Schon während seiner Erklärung zum Rechtskreis, unter den die Ukraine-Geflüchteten fallen, wies Gerloff auf einen bekannten Umstand hin: 

Der Gesetzgeber hat das Talent, sehr komplizierte Regelungen zu treffen, was insofern problematisch ist, weil die Adressaten der Gesetze Leute sind, die weder die Sprache können noch mit dem Rechtssystem Erfahrung haben. Für die Betroffenen besonders komplizierte Gesetze zu machen, das ist zumindest fragwürdig.

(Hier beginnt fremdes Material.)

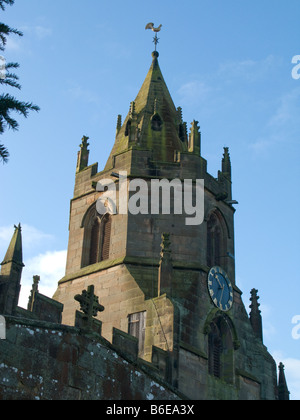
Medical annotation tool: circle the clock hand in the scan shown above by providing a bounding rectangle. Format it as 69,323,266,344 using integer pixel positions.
215,274,224,289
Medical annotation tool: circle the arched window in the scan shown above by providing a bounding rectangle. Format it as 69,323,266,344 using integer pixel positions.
208,315,234,383
89,217,101,265
81,207,112,267
207,212,227,269
100,214,111,261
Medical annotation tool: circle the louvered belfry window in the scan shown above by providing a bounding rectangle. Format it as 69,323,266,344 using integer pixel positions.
208,323,222,378
128,312,146,353
89,218,101,265
89,215,112,265
101,216,111,261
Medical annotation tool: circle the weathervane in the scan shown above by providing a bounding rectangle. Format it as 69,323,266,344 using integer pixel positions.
145,22,162,51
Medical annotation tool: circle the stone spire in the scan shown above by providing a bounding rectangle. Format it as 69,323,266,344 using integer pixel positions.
27,276,41,312
278,363,290,401
250,289,263,341
1,224,24,275
222,147,231,180
76,136,90,173
0,224,24,315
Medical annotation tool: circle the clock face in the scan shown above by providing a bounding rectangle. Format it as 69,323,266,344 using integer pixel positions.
208,267,233,312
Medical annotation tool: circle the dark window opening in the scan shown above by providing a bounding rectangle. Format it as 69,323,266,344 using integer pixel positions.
128,312,146,354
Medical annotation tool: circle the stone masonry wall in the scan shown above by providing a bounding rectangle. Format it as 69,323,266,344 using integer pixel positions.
0,317,180,400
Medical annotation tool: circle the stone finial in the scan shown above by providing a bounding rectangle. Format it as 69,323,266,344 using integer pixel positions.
250,289,263,341
74,285,104,327
76,136,90,173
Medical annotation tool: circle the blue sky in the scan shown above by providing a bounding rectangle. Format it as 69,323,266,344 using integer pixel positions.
0,0,300,399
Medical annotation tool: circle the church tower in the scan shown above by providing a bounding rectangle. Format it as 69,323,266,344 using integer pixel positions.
54,51,277,400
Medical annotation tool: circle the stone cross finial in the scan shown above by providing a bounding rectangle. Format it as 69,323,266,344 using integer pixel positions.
74,286,104,325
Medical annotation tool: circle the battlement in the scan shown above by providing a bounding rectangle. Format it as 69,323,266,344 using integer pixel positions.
0,278,179,400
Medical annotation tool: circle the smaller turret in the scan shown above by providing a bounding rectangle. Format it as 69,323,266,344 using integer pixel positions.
76,136,90,173
278,363,290,401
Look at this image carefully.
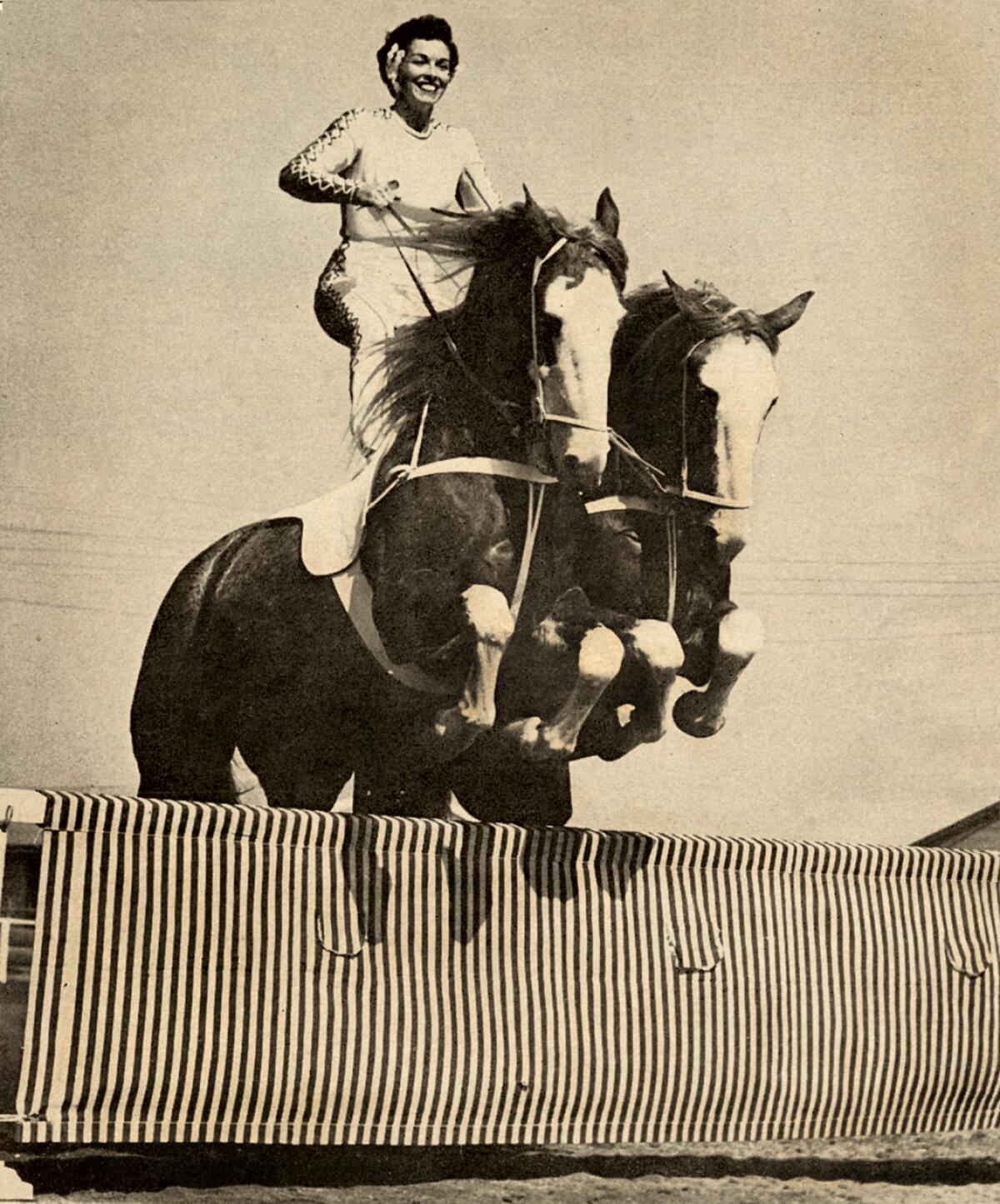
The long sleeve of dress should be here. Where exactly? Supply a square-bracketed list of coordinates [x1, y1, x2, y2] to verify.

Bezogen auf die Ukraine-Geflüchteten bedeutet dies, dass die Gesetzgebung dadurch, dass sie verhindern will, dass die ukrainischen Geflüchteten im AsylbLG landet, eine Spezialregelung eingeführt hat – die alles noch komplizierter macht. „Das ist ein typischer Effekt in der sozialen Sicherung von geflüchteten Menschen oder Ausländer“, sagte Gerloff. Dass der Rechtskreiswechsel Ende Juni regional unterschiedlich geklappt habe („mal gut, mal holprig“) kann er ebenfalls berichten.

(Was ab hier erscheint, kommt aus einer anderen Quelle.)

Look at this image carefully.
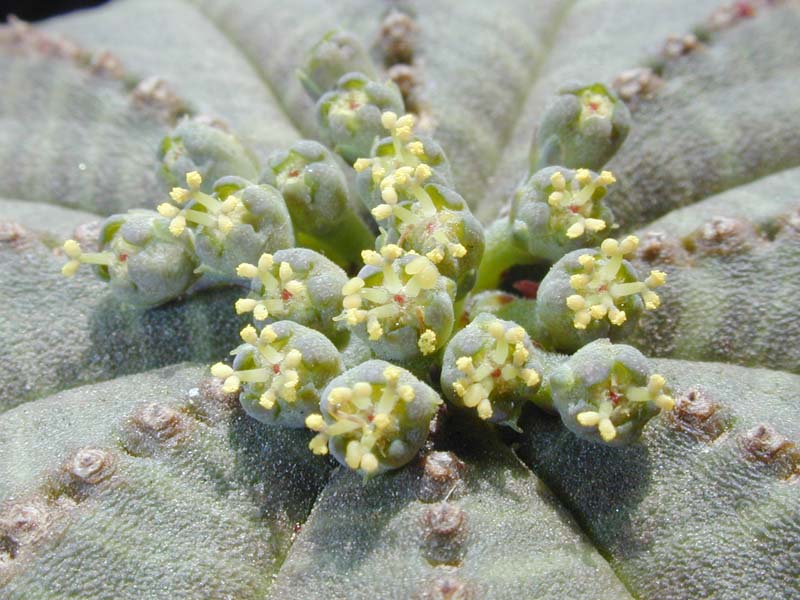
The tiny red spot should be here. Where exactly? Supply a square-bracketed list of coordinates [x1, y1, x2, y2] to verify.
[511, 279, 539, 300]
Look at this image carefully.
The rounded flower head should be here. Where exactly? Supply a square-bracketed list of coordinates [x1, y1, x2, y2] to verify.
[536, 236, 666, 352]
[236, 248, 347, 338]
[317, 73, 403, 164]
[548, 340, 675, 445]
[306, 360, 442, 478]
[211, 321, 343, 428]
[158, 119, 258, 194]
[158, 171, 294, 280]
[442, 313, 542, 428]
[62, 210, 198, 308]
[531, 83, 631, 171]
[509, 167, 616, 261]
[336, 244, 455, 360]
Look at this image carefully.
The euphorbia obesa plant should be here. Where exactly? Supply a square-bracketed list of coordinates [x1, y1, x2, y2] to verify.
[0, 0, 800, 598]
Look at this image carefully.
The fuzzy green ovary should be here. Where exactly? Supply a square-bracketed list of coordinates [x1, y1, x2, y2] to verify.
[566, 236, 666, 329]
[335, 244, 441, 354]
[306, 365, 415, 476]
[575, 369, 675, 442]
[452, 320, 540, 420]
[236, 253, 310, 321]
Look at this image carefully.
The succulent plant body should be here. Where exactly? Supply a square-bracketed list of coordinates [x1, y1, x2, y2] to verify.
[0, 0, 800, 598]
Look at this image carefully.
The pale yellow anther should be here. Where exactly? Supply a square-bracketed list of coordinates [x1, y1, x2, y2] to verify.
[211, 363, 233, 379]
[278, 261, 294, 281]
[414, 163, 433, 183]
[260, 325, 278, 344]
[597, 171, 617, 186]
[381, 110, 397, 130]
[258, 253, 275, 273]
[600, 238, 619, 256]
[597, 417, 617, 442]
[550, 171, 567, 191]
[406, 140, 425, 156]
[370, 204, 392, 221]
[361, 452, 378, 473]
[397, 384, 415, 402]
[575, 169, 592, 185]
[353, 158, 372, 173]
[447, 244, 467, 258]
[417, 329, 436, 356]
[233, 298, 257, 315]
[186, 171, 203, 190]
[239, 325, 258, 345]
[372, 413, 392, 429]
[156, 202, 180, 219]
[373, 186, 398, 205]
[169, 215, 186, 237]
[589, 304, 608, 320]
[169, 187, 190, 204]
[236, 263, 258, 279]
[575, 411, 600, 427]
[644, 271, 667, 287]
[478, 398, 493, 421]
[306, 413, 325, 431]
[567, 294, 586, 311]
[619, 235, 639, 256]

Ohne Antrag keine Leistungen

Seit die Ukrainer*innen dem Rechtskreis des SGB zugehören, gilt auch für sie der Antragsgrundsatz in SGB II: „Leistungen gibt es nur dann, wenn ein Antrag gestellt wurde“, erklärt Volker Gerloff. Sind die Geflüchteten erwerbsunfähig vor, fallen sie unter das SG XII. Auch hier gilt: „Ohne Antrag keine Leistung“. Nun nennt Gerloff den wichtigen § 28 SGB X, der besagt, dass, wenn man beim falschen Amt einen Antrag stellt, dem Antragsteller kein Schaden entstehen soll, und er äußert sich positiv über das Sozialrecht – und über die Probleme in der Praxis:

Das ist das Schöne am Sozialrecht: Es enthält viele Regelungen, die die soziale Sicherheit optimal gewährleisten. Aber die Regeln kennen nicht alle, besonders die Berliner Behörden kennen sie nicht bzw. verschweigen sie sie den Betroffenen. Das ist in der Praxis ein ernstes Problem.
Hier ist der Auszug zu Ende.